The payments were described as “donations,” which I guess was intended to make the payment-for-interview scheme seem more ethical. Of course, it’s a common and accepted practice to encourage donations to a good cause by offering something of value in exchange. That’s how my Kidlit for Japan auction raised over $10,000 for Unicef’s efforts to help young victims of the earthquake and tsunami in Japan. In the case of this interview and review site, however, there was no charity organization identified–just an opportunity to “feed wild animals.” This plea was accompanied by a picture of a raccoon eating from a cereal bowl and another of a squirrel chowing down on a peanut. You know, the kind of wild animals that can be fed from your back porch. Also pictured was the site owner’s cat. I’m not even kidding!

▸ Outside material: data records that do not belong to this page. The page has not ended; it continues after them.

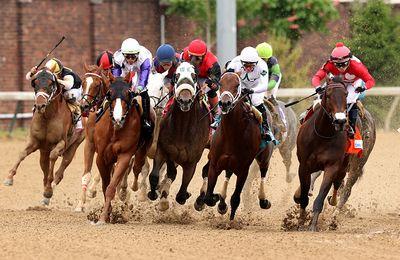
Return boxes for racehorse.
[94,76,150,224]
[4,68,84,205]
[75,64,111,212]
[194,72,274,220]
[307,103,376,209]
[147,62,211,211]
[294,76,350,231]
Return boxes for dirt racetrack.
[0,131,399,259]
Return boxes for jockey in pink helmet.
[312,42,375,138]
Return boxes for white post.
[216,0,237,67]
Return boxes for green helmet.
[256,42,273,60]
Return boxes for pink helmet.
[330,42,352,63]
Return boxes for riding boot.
[96,98,109,120]
[67,99,83,131]
[256,104,278,145]
[210,107,221,130]
[348,103,359,139]
[140,90,153,138]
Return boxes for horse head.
[174,62,197,112]
[322,76,348,131]
[81,63,110,116]
[31,68,60,113]
[107,77,133,129]
[219,72,241,114]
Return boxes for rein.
[82,72,106,111]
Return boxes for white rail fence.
[1,87,400,130]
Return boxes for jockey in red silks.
[311,42,375,138]
[181,39,221,117]
[96,50,114,72]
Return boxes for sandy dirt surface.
[0,131,399,259]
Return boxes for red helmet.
[96,51,114,69]
[188,39,207,56]
[330,42,352,63]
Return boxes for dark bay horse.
[94,76,149,224]
[75,64,111,212]
[294,77,350,231]
[147,62,210,211]
[4,69,84,205]
[308,105,376,209]
[194,72,274,220]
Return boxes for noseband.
[219,72,243,114]
[34,71,61,109]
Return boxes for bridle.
[81,72,106,111]
[219,72,245,114]
[33,70,62,110]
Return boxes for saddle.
[346,126,363,158]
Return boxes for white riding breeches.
[249,92,265,107]
[347,79,363,104]
[64,87,83,102]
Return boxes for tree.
[347,0,400,85]
[163,0,338,45]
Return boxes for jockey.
[255,42,286,135]
[26,58,83,132]
[221,46,277,144]
[96,50,114,72]
[153,43,180,93]
[312,42,375,138]
[181,39,221,115]
[112,38,153,131]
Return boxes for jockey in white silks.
[214,47,278,144]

How exactly does one distinguish a “donation” that isn’t optional, verifiable, or tax deductible from an ordinary fee for service? If you’re asking people to pay for interviews, and if you’re claiming that this is an ethical and legitimate service, why not just come out and say so? Unless you have something to hide… And seriously, if you as a published author have to pay people to talk to you, it’s time to change your brand of mouthwash.

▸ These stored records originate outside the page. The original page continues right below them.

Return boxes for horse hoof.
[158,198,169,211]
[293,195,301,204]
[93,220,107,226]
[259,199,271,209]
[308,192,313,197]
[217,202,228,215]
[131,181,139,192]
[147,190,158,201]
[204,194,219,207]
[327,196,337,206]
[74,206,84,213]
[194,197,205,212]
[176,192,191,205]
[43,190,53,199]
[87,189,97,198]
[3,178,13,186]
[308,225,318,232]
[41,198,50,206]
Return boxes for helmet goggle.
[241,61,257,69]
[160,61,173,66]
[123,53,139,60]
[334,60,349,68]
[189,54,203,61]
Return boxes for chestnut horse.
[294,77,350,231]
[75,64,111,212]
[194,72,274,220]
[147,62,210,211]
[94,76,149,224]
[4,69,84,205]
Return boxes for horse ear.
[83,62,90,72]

It should be obvious that any review done for a fee is ethically compromised from the start. When the author slips the reviewer $50 under the table, there’s no incentive for that reviewer to provide an honest (and therefore trustworthy and meaningful) review. When the review is based on notes provided by the author, there’s no need for the reviewer to even open the book, or load it onto an ebook reader, or whatever. A promise that the reviews will be posted within five business days of payment is a virtual guarantee that the book will not be read carefully, or at all. There’s no need to even provide a review copy, nor in this case was there a mailing address for doing so. There was even an admonition against sending attachments to the site’s email address!
Unless it’s disclosed in bold print in the top paragraph that such a review was paid for or that the book being reviewed was never actually read, that’s an act of fraud perpetrated against the reading public.
All the interviews I saw, including the one I’d originally been directed to, were of self-published authors. What they had really paid for was a good feeling and a thin veneer of legitimacy: if you’ve been interviewed on a site you don’t own, you must be a real author; if your book has reviews from somebody outside your family, it must be a real book.
In reality, if you pay for an interview or review out of naivete, you are being scammed by somebody who is playing off your insecurities or vanity. If you pay for it to trick potential readers, you are an active participant in a conspiracy to scam others. Either way, I can’t say this any more strongly:
Interviews and reviews should be free. Do not pay for them! Do not compromise your values in exchange for vague promises of increased sales or unverifiable claims that a paid interview will exposure your work to “readers, literary agents, publishers and development executives from films, cable and TV.”
This shortcut will not sell books, raise public awareness, or advance your writing career in any way.